The Gates family also has an army of staff at their fingertips, ranging from private security to private schedulers. They spare no expense with their children, sending them to the most elite private schools. When the Gateses’ son enrolled at the University of Chicago, he doesn’t appear to have spent his first year in a cramped dorm room with a total stranger, as most American students do. Local news outlets reported that Bill Gates bought a $1.25 million house just off campus—boasting “3,000 square feet with four and a half bedrooms, sprawling deck space, a kitchen with quartz counter-tops, and built-in Viking appliances.” Likewise, the Gates family bought their eldest daughter not just a horse, but a world-class horse-riding facility near San Diego, whose Dutch Olympiad “equestrian trainer,” Harrie Smolders, is “formerly the top-ranked show jumper in the world,” according to the website of Evergate Stables. (Gates also reportedly bought and sold a $26 million equestrian facility in Wellington, Florida.)
Also like other billionaires, the Gates family appears to take an ethically agnostic approach to financial investments, with little concern over harm to human health or well-being, including that of the poor people they claim to help. Though critical journalism of the foundation is rare, journalists have several times reported on the Gates Foundation’s $54 billion endowment having investments in private prisons, weapons manufacturers, tobacco, fossil fuels, and even in chocolate and cocoa companies linked to child slavery. The investment income from this dirty money, the logic goes, can save lives through philanthropy.

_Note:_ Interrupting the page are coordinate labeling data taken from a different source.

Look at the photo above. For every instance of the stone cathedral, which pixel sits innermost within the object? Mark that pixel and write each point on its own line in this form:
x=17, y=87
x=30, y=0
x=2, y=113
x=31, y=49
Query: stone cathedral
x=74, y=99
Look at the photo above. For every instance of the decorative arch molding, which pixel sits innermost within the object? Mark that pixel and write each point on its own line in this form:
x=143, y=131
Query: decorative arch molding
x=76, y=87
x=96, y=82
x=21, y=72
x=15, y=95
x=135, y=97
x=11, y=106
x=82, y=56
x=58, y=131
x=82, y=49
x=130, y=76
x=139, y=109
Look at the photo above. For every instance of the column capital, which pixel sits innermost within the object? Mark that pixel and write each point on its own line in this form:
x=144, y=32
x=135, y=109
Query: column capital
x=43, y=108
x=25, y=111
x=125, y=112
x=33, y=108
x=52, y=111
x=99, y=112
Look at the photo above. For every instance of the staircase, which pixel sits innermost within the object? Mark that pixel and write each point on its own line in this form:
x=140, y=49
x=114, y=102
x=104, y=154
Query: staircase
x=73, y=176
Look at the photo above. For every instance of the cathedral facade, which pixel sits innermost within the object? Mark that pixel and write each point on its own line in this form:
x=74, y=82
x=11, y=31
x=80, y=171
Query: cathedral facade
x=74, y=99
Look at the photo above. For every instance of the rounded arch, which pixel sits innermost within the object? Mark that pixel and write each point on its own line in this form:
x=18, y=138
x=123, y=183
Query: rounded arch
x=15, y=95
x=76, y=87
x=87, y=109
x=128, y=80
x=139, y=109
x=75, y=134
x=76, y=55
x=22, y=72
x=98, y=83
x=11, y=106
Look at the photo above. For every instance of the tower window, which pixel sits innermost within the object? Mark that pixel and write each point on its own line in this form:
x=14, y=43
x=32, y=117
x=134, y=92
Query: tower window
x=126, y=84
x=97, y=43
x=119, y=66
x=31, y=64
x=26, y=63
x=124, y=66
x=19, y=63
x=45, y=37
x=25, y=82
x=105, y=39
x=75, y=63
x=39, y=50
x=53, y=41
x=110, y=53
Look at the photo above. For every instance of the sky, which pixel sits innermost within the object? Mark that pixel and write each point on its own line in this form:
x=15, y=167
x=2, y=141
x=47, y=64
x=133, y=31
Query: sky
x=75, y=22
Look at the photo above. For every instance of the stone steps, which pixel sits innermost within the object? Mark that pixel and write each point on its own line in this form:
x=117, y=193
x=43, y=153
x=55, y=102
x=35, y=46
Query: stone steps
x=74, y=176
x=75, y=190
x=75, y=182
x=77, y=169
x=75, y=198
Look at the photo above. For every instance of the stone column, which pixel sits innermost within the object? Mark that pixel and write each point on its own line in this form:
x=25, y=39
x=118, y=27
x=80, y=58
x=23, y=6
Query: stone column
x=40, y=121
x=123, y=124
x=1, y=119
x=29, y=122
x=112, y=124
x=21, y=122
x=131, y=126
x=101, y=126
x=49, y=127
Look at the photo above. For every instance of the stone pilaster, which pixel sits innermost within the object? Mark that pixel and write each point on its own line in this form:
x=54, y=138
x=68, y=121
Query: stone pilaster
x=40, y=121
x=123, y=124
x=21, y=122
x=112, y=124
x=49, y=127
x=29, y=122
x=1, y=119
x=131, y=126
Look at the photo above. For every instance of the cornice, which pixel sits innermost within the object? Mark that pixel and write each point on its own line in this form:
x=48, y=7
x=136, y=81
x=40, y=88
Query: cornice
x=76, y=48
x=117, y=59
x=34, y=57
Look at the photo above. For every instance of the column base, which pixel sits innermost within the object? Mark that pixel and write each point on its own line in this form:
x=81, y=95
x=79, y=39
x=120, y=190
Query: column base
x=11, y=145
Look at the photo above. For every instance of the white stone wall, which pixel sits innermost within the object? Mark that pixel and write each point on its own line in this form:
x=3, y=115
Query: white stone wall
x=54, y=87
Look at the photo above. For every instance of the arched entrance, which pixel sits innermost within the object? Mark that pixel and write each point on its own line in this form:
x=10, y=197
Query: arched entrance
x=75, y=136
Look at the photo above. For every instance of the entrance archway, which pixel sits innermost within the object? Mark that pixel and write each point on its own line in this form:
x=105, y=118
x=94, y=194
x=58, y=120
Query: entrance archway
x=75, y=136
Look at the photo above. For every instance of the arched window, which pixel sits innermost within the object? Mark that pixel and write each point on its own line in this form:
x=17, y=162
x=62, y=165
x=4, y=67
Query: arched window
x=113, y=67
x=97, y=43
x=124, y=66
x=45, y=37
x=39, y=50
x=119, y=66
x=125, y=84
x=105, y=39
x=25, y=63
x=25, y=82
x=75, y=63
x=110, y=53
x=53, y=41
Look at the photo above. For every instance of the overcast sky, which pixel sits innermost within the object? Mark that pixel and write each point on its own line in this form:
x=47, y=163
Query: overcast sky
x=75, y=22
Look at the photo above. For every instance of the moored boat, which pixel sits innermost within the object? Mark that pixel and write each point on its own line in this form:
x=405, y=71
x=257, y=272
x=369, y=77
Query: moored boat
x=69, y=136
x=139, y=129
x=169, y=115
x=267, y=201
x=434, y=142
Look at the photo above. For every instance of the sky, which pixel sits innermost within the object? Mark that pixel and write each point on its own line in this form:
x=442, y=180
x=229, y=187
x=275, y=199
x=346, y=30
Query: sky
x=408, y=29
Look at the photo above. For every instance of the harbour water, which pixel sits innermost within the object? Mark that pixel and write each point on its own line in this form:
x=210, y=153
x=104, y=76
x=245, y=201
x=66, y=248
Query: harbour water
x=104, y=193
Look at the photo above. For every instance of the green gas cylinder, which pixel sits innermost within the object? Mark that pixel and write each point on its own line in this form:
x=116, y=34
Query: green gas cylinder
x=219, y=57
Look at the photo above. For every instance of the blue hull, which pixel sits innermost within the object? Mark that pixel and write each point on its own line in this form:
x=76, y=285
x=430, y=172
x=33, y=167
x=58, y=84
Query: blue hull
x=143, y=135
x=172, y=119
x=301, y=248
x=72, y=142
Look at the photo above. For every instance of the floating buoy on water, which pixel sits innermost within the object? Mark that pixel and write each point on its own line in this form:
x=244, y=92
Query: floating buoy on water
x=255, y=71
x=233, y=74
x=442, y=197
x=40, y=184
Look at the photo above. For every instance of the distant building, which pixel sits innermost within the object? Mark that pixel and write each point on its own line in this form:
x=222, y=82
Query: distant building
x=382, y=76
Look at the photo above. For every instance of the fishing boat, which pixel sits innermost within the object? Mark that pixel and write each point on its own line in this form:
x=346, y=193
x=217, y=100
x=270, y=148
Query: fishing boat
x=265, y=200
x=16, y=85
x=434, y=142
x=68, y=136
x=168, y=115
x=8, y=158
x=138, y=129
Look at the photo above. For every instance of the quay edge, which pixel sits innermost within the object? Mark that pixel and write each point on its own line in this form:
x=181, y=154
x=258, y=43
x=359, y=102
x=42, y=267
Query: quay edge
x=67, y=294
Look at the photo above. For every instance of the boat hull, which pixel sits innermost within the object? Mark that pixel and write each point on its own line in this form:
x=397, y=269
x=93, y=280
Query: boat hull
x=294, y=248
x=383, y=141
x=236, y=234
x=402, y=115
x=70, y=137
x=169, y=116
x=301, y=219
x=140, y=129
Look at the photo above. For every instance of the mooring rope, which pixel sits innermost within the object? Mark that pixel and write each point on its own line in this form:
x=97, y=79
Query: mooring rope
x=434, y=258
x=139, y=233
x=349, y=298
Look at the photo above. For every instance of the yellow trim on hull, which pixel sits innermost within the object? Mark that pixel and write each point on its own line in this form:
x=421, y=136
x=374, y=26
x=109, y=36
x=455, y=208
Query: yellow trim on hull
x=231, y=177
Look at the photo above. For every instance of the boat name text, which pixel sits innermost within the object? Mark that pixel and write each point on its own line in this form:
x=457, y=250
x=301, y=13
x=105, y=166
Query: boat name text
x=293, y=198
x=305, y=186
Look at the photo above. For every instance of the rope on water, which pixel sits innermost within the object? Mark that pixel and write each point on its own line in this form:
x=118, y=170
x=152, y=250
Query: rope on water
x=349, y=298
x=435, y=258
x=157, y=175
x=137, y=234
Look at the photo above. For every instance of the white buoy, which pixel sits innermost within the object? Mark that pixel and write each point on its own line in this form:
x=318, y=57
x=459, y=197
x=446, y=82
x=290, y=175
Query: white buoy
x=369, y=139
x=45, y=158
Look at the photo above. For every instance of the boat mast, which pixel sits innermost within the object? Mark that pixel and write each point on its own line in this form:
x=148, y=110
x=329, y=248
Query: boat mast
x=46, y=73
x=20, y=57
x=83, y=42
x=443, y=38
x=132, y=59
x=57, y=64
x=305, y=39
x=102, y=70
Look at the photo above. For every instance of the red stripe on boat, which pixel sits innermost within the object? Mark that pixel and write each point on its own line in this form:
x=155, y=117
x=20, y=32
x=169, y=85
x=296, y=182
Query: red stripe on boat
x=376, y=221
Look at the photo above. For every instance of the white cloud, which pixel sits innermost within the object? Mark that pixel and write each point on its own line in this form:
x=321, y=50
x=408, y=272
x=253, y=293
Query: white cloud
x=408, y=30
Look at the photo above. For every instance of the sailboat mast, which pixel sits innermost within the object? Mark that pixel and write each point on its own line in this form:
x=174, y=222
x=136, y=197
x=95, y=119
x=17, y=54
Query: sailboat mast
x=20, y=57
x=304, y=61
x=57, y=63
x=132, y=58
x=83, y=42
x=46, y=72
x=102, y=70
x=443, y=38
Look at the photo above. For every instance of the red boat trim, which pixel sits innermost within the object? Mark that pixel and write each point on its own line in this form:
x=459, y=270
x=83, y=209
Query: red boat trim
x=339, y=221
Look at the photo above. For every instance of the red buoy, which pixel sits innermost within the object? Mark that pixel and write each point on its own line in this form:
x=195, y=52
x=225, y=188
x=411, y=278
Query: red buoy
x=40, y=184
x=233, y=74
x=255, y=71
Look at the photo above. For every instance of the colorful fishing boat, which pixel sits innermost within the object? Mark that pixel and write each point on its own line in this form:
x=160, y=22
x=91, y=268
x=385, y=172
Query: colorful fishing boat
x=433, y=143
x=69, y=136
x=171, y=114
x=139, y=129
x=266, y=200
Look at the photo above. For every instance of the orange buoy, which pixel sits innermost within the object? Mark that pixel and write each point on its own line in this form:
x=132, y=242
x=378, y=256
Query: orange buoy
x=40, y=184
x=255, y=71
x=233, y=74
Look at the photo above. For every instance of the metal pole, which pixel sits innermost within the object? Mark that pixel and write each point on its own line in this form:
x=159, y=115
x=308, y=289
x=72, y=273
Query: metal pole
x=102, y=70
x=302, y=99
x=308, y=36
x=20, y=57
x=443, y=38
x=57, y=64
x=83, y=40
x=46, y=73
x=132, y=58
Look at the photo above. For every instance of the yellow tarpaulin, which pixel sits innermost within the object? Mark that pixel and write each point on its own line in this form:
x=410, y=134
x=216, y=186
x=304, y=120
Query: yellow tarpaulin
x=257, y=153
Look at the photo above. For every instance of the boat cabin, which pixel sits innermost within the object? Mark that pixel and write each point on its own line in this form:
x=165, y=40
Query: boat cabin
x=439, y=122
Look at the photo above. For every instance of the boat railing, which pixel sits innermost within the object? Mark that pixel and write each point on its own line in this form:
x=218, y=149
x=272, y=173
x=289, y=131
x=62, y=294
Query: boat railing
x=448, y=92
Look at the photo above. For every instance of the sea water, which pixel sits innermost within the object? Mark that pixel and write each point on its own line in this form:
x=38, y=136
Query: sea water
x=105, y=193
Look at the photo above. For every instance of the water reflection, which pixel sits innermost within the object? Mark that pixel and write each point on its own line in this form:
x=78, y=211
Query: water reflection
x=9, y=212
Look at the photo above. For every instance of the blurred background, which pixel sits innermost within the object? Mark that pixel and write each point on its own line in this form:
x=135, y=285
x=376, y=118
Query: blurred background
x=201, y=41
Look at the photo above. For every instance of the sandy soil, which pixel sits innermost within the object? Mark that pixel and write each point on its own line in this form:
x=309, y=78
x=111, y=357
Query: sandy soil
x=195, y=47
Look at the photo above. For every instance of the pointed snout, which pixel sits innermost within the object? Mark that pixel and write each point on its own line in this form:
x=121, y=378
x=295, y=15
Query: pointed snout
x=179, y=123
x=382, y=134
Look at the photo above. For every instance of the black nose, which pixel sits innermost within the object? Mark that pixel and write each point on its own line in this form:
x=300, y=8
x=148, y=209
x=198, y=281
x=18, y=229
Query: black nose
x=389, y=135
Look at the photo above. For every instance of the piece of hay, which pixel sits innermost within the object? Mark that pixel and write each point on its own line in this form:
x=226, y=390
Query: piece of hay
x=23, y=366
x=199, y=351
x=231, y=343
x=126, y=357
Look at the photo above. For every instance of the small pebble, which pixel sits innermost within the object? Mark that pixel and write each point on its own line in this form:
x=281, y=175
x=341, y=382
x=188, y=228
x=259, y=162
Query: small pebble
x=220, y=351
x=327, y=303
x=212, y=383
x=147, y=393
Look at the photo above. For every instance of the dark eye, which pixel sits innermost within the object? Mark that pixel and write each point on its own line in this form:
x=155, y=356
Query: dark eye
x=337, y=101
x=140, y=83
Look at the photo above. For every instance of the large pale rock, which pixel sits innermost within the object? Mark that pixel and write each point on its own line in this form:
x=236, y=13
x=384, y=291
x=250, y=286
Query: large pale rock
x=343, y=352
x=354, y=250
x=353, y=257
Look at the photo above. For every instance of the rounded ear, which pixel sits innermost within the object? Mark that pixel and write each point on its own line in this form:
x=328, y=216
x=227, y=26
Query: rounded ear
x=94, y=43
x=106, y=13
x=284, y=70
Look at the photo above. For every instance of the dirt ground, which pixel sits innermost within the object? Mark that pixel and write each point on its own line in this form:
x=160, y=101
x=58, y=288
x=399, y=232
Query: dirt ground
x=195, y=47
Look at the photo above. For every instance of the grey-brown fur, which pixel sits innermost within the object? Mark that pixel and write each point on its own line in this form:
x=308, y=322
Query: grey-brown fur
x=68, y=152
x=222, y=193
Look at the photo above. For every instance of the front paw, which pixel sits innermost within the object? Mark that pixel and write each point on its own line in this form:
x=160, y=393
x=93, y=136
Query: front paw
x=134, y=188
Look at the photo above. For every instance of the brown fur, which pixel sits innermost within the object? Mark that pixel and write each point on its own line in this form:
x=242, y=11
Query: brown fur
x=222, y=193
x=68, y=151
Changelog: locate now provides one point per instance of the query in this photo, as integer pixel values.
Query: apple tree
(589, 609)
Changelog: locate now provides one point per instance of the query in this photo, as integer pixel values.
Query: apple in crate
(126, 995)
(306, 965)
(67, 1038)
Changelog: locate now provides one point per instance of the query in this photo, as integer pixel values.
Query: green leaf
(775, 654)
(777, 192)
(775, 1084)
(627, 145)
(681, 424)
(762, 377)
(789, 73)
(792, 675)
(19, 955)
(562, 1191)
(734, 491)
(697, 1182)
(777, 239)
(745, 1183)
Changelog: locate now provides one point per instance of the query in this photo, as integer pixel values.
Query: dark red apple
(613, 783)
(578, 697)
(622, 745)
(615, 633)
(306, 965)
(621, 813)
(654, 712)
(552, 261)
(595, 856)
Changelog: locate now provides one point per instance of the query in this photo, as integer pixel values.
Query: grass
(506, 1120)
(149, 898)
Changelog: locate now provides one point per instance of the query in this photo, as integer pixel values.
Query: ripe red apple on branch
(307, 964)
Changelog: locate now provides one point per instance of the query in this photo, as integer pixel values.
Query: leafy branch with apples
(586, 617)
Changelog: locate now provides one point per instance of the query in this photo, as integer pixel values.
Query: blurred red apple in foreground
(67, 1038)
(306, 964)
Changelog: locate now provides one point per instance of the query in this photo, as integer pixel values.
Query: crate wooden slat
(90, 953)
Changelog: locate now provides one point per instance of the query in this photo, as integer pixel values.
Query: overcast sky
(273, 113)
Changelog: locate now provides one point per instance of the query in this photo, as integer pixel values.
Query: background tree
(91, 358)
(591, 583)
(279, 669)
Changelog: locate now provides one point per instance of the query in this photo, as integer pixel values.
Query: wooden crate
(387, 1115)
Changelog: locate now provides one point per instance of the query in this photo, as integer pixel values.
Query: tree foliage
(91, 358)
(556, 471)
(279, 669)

The Gateses not only live like any other billionaire family, but they live among other billionaires, eagerly cloistering themselves off with other global elites at the World Economic Forum in Davos or the Sun Valley Conference in Idaho, where the superrich clap each other on the back and make business deals.
So, yes, Melinda French Gates is an “exceptional person”—an exceptionally rich person. Just because the Gateses and their private foundation are constantly reminding us of their generosity, of how they are going to give away all their money instead of spoiling themselves or their children, this does not make it true. It’s a point that Melinda French Gates herself quietly began to acknowledge following her divorce—a legal transaction that made her a billionaire many times over in her own right. (As I write this in 2022, Bloomberg pegs her net worth at around $11 billion; Forbes puts it at closer to $7 billion.)
“It’s important to acknowledge that giving away money your family will never need is not an especially noble act,” Melinda French Gates wrote in an essay announcing her “Giving Pledge” to donate most of her wealth to charity. “There’s no question in my mind that the real standard for generosity is set by the people who give even when it means going without.”
There’s honesty to this, but also false modesty. Melinda French Gates and her ex-husband have little compunction about wearing the noble crown, aggressively using their wealth to make their voice heard above others while gamely accepting high-profile awards and endless media adulation for their charitable acts. And they’ve never been particularly honest about the benefits they personally receive from their charitable giving—not just the political influence, the public relations, and the goodwill but also the billions of dollars in tax savings.